When fear persists, and you feel down on yourself for being “weak,” it may help to remember that throughout the world, others are feeling just as you are. Your response is a natural human experience. Then, mindfully be with your reactions and let your embodied intelligence help you ground, connect, and move back to feeling safe.
Call up memories of feeling safe and put yourself back into the memory as if it is happening now. Give yourself time to re-experience what your body calls “safety.” You may notice you breathe more fully, or the temperature in your body rises or cools. Perhaps your face and belly soften, or you become more rooted to the chair.
Use your felt sense to locate an area that feels calm and safe, even if it is only a knuckle or ear lobe. Let your attention rest there. You can then find the second most comforting part of your body and so on until you recover a more tranquil state of mind.
Thinking, Breathing, and Moving.
If we have fallen into a fear trance, where we experience nothing but fear, movement can help. When fear spikes into a panic, we stop reasoning, explains the psychiatrist Judson Brewer. At this stage, we can become combative or shut down. We often confuse our beliefs with the truth. We can forget other realities are playing on simulcast and that we have some choice regarding which channel we tune into right now.
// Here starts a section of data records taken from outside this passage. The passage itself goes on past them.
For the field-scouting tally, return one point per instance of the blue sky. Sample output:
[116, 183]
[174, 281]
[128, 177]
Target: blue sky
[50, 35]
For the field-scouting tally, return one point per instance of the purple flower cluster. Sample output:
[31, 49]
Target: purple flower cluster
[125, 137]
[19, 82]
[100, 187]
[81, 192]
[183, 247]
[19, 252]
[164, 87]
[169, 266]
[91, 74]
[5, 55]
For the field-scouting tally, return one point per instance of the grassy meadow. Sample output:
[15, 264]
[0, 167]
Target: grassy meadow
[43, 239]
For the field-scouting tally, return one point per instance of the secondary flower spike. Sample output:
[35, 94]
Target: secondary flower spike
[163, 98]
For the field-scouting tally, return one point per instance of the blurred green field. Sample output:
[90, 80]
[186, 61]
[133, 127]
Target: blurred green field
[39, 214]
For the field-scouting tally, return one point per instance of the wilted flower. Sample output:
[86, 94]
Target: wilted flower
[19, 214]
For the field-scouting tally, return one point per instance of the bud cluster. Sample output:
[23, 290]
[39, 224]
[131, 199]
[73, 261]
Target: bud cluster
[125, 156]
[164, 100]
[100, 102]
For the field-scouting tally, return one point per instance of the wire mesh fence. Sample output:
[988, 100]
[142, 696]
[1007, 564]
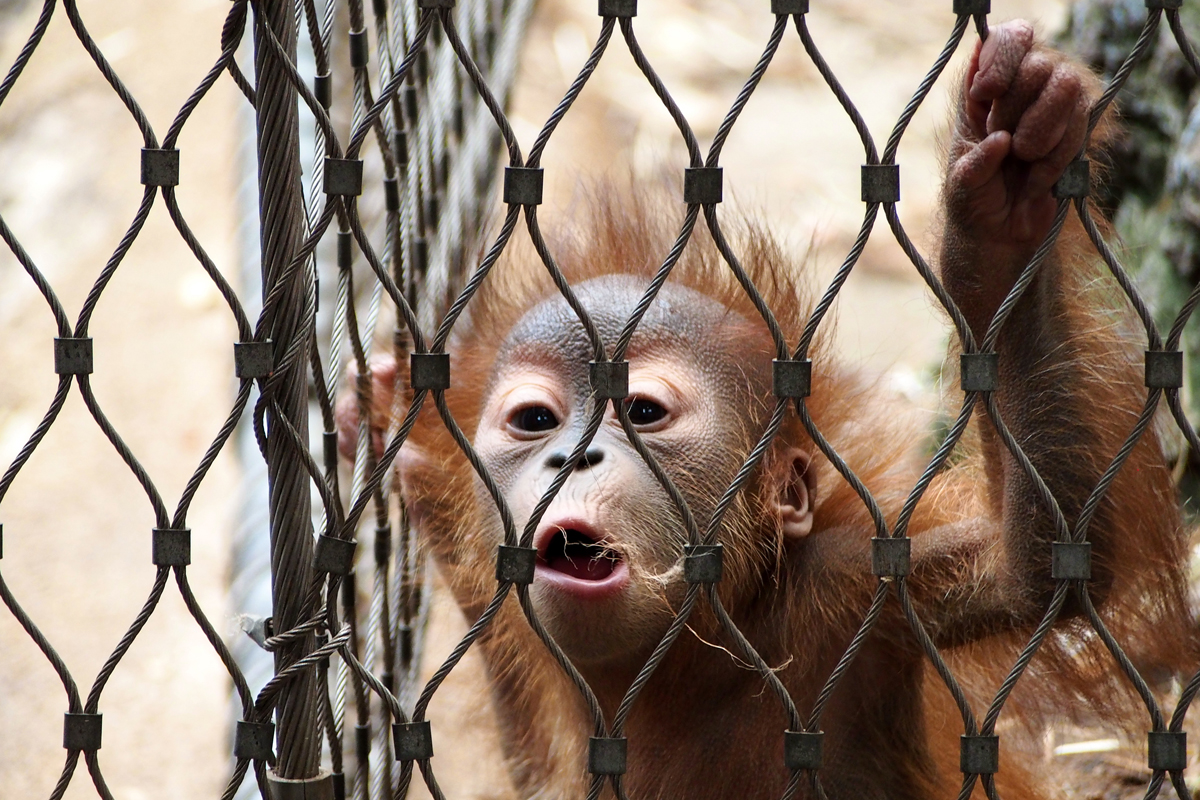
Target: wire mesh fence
[343, 714]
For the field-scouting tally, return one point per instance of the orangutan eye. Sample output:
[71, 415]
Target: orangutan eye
[534, 419]
[645, 411]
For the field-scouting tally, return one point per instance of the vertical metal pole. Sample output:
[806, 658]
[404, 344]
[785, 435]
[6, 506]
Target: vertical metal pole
[281, 220]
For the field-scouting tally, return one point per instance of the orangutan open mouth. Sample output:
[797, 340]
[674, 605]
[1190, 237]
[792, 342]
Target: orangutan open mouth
[575, 553]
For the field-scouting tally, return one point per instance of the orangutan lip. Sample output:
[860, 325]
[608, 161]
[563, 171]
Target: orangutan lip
[573, 557]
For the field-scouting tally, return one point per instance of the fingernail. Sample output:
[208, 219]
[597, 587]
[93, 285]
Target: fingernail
[988, 53]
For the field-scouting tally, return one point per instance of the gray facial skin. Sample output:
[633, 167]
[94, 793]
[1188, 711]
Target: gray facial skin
[694, 368]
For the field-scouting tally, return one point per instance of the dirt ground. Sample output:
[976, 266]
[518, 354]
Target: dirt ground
[76, 523]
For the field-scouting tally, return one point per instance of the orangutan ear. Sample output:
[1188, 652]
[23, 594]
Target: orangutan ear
[346, 413]
[796, 494]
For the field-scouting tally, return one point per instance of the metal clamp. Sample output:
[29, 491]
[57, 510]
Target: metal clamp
[523, 185]
[803, 750]
[789, 7]
[703, 563]
[160, 167]
[429, 371]
[702, 185]
[323, 89]
[979, 372]
[253, 740]
[1167, 750]
[891, 558]
[171, 547]
[390, 194]
[72, 356]
[82, 731]
[343, 176]
[607, 756]
[881, 182]
[1164, 368]
[253, 359]
[610, 379]
[413, 741]
[1075, 181]
[618, 7]
[972, 7]
[1071, 561]
[334, 555]
[515, 564]
[792, 379]
[359, 52]
[979, 755]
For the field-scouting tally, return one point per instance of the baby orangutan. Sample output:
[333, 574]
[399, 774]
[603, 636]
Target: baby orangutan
[798, 576]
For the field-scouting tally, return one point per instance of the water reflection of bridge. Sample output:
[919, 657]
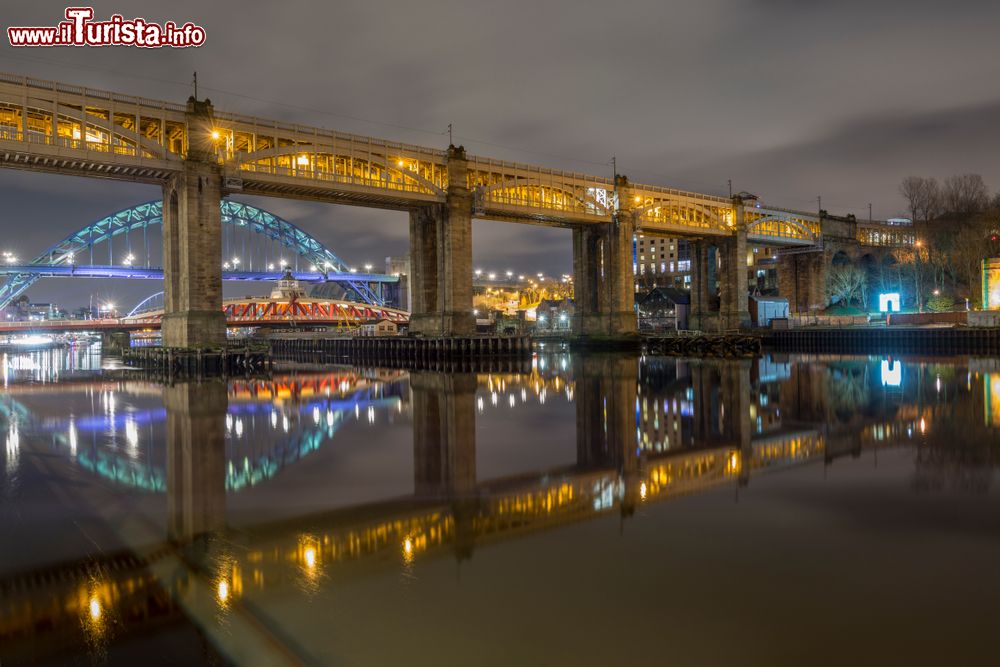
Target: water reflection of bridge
[449, 511]
[736, 433]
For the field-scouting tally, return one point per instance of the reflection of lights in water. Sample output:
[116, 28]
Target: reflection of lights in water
[733, 464]
[13, 447]
[310, 568]
[72, 437]
[132, 435]
[223, 592]
[892, 373]
[408, 550]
Practicing mindfulness can help you dis-identify from catastrophic thinking. We can recognize that a thought is not always real. An excellent way to work with extreme states of anxiety is to let your scary images and thoughts recede and focus exclusively on the sensations in your body.
Movement and exercise are excellent ways to lower anxiety and depression. We tend to freeze when we feel frightened and powerless. Even tiny movements of your head, neck, fingers, or joints can help loosen the grip of frightening images, thoughts, and emotions. As for exercise, you can find lots of free videos on YouTube to work out to at home. Gaia.com offers a plethora of yoga classes and guided meditations to stay grounded and centered.
Paying attention to how you are breathing can also radically change your state. Shallow breathing in the upper body, or holding your breath contribute to stress while breathing from your gut, slowing down the breath, and using a technique called the 2-1 breath are all stress-inhibiting. With the 2-1 method, you count the length of your inhale and exhale for twice as long.
What’s Your Passion & Presence Playlist?
We can calm our anxiety in these powerful ways, and at the same time, we can find ways to feel more fully alive. What feels uplifting, enriching, and fun for you?
It’s lovely to see how so many musicians, artists, opera companies, and other institutions such as New York Public Library or PBS have made their offerings free and online. As you explore these options, you could think of it as putting together your own personal “playlist” of music, art, and books that help keep you present and passionate about life.
We will be sharing these offerings through my Facebook page, Passion and Presence, so please check it out and tell us what is calming and uplifting for you.
What Works Best for You?
So, after you’ve tried some of these strategies, ask yourself what calms you most effectively? It is reaching out to others over the phone or video chat, listening to calming or mood-boosting music, looking at photos of loved ones, or petting your dog? Is it using one of the many apps that are now available to lower anxiety? Or is it sticking to familiar routines that put your mind on something ordinary and predictable?
Notice what both lightens your spirits and builds your resilience. What is it that calms your anxious brain as you live in this age of social distancing?